Working Americans who reported recent or current change were more likely to say they experienced work-life conflict (39 percent vs. 12 percent for job interfering with non-work responsibilities and 32 percent vs. 7 percent for home and family responsibilities interfering with work), felt cynical and negative toward others during the workday (35 percent vs. 11 percent) and ate or smoked more during the workday than they did outside of work (29 percent vs. 8 percent).
The survey findings also show how workplace changes may affect employees’ attitudes and experiences on the job. Workers who reported being affected by organizational change currently or within the past year reported lower levels of job satisfaction compared with employees who reported no recent, current or anticipated changes (71 percent vs. 81 percent). 
And you may feel a little more than just stress when change occurs. Working Americans who reported recent or current change were almost three times more likely to say they don’t trust their employer (34 percent vs. 12 percent) and more than three times as likely to say they intend to seek employment outside the organization within the next year (46 percent vs. 15 percent) compared with those with no recent, current or anticipated change.
Underlying employee reactions to organizational change may be their perceptions of the motivation behind those changes and the likelihood of success, according to the survey. Almost a third of U.S. workers said they were cynical when it comes to changes, reporting that they believed management had a hidden agenda (29 percent), that their motives and intentions were different from what they said (31 percent) and that they tried to cover up the real reasons for the changes (28 percent). 
Working Americans also appeared skeptical when it comes to the outcomes of organizational changes. Only 4 in 10 employees (43 percent) had confidence that changes would have the desired effects and almost 3 in 10 doubted that changes would work as intended and achieve their goals (28 percent each).

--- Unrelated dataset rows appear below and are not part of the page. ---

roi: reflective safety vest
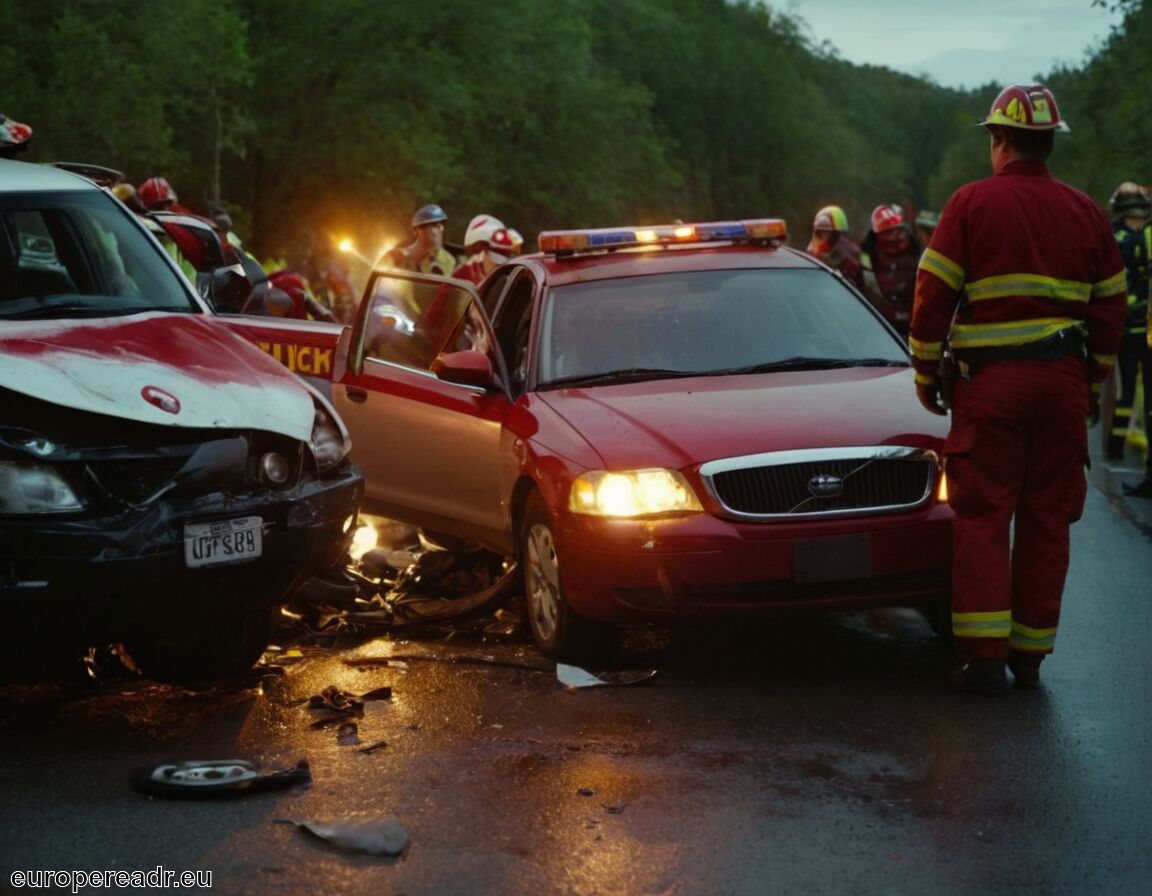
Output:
[909,160,1128,384]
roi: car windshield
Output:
[538,268,908,386]
[0,190,199,319]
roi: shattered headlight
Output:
[308,402,351,473]
[0,461,84,514]
[568,470,704,517]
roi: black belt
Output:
[956,327,1084,371]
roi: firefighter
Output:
[805,205,864,293]
[909,84,1127,697]
[452,214,515,283]
[385,203,456,276]
[861,205,920,336]
[1106,181,1152,488]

“Change is inevitable in organizations, and when it happens, leadership often underestimates the impact those changes have on employees,” newswise.com quotes David W. Ballard, PsyD, MBA, head of APA’s Center for Organizational Excellence. “If they damage their relationship with employees, ratchet up stress levels and create a climate of negativity and cynicism in the process, managers can wind up undermining the very change efforts they’re trying to promote.”